Ta-Nehisi Coates just finished reading The Warmth of Other Suns, Isabel Wilkerson's book about the 20th-century Great Migration of blacks from the South to the North and West. Coates tells us that Southern blacks who migrated had difficulties wherever they went, even though
the migrants were generally better educated than their Northern brethren, more likely to stay married, and more likely to stay employed. In fact, in some cases, black migrants were better educated than their Northern white neighbors.The book leads him to several conclusions, among them this:
What becomes clear by the end of Wilkerson's book is that America's response to the Great Migration was to enact a one-sided social contract. America says to its citizens, "Play by the rules, and you will enjoy the right to compete." The black migrants did play by the rules, but they did not enjoy the right to compete. Black people have been repeatedly been victimized by the half-assed social contract. It goes back, at least, to Reconstruction.And he doesn't let America's current leaders, including the president, off the hook:
The half-assed social contract continues to this very day with policies under the present administration, like the bail-out of banks that left the homeowners whom the banks conned underwater. The results of the housing crisis for black people have been devastating. The response is to hector these people about playing video games and watching too much television. Or to tell them they've have "an achievement gap." It is sickening, dishonest, and morally repugnant.Ultimately, Coates believes,
America does not really want a black middle class.Coates talks about the animosity faced by blacks striving for the middle class, all over the country. I grew up in Boston and lived through the busing era -- I know racism was far from geographically isolated and hardly a distant memory.
But is it correct to say that "America does not really want a black middle class" today? I think the problem now is that the powers that be don't really want any middle class whatsoever. And the hostility of the rich to the middle class has been a problem throughout the period when blacks might have moved into the middle class.

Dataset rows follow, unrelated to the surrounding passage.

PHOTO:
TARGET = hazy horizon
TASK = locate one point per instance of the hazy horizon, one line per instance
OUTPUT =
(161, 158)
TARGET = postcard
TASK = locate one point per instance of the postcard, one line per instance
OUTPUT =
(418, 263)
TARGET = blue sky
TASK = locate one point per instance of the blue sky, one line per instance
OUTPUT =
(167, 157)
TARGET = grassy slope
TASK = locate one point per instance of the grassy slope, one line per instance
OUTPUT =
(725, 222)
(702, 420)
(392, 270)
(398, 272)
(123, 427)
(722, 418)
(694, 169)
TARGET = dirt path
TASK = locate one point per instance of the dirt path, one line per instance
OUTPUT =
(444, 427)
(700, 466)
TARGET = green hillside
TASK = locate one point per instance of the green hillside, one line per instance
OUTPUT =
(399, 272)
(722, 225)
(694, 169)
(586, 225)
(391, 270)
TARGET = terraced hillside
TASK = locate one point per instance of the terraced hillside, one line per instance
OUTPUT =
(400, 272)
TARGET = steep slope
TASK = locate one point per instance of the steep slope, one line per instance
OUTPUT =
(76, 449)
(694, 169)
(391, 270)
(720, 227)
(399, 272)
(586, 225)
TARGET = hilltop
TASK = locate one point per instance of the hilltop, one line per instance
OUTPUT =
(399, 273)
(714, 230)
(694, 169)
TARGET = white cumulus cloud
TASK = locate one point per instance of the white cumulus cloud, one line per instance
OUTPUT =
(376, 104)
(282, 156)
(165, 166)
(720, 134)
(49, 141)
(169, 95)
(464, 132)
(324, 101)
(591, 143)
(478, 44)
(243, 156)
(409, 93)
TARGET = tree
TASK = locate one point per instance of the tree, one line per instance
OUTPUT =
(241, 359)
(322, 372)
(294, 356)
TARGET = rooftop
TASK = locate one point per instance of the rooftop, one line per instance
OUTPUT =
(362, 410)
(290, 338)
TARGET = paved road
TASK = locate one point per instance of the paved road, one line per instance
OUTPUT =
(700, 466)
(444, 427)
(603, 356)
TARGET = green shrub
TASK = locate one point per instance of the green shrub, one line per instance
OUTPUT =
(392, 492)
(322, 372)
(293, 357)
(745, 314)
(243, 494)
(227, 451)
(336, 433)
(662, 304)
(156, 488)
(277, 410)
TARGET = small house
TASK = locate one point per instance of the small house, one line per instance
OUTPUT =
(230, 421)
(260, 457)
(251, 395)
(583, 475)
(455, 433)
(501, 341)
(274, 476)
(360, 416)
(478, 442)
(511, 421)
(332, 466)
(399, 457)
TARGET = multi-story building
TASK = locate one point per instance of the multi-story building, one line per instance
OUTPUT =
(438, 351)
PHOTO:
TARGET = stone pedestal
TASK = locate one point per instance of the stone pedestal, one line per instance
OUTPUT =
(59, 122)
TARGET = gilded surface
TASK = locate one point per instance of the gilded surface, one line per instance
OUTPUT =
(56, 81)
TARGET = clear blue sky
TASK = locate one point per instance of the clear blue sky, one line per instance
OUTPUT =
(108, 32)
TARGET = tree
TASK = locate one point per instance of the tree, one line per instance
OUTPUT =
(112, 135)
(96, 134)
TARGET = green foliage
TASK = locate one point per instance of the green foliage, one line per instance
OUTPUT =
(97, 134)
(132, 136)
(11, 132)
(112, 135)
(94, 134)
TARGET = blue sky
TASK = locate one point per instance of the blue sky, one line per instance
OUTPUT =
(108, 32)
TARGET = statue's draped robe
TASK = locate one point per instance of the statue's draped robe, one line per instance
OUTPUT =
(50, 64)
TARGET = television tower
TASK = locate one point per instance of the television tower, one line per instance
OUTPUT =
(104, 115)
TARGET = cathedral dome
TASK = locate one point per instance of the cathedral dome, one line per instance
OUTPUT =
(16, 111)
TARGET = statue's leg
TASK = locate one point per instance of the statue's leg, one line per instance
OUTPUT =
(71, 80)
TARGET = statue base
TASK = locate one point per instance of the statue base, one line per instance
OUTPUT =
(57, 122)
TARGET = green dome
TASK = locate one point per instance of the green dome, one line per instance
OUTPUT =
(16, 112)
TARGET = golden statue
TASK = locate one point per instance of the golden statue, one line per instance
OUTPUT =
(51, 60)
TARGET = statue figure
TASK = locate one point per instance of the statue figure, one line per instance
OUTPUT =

Conservatives say that white ethnic groups faced prejudice, yet managed to make it in America without affirmative action and similar programs. Bur white ethnics (including my Italian forebears) were able to get their piece of the pie during a period when the pie was getting bigger.
When was the civil rights era? The 1960s. What has happened to the (overwhelmingly white) middle class since then? Middle-class incomes have been flat since the 1970s. Blacks had to maintain a separate economy until the point when we whites finally conceded, at least in law, that they had a right to some of our pie -- and then they were expected to fight with us for the same amount of pie.
Yes, a lot of whites still don't want blacks to get ahead. But the system hasn't wanted anyone to get ahead for the past forty years, except the 1%. And the aftermath of the 2008 crash makes clear that the 1% want to break the rest of us, eviscerating our social safety net and keeping the unemployment rate high enough that we'll continue to settle for crumbs when we're lucky to land or keep jobs. Yes, whites on average start at a far better position than blacks. But the 1% don't really want any middle class whatsoever.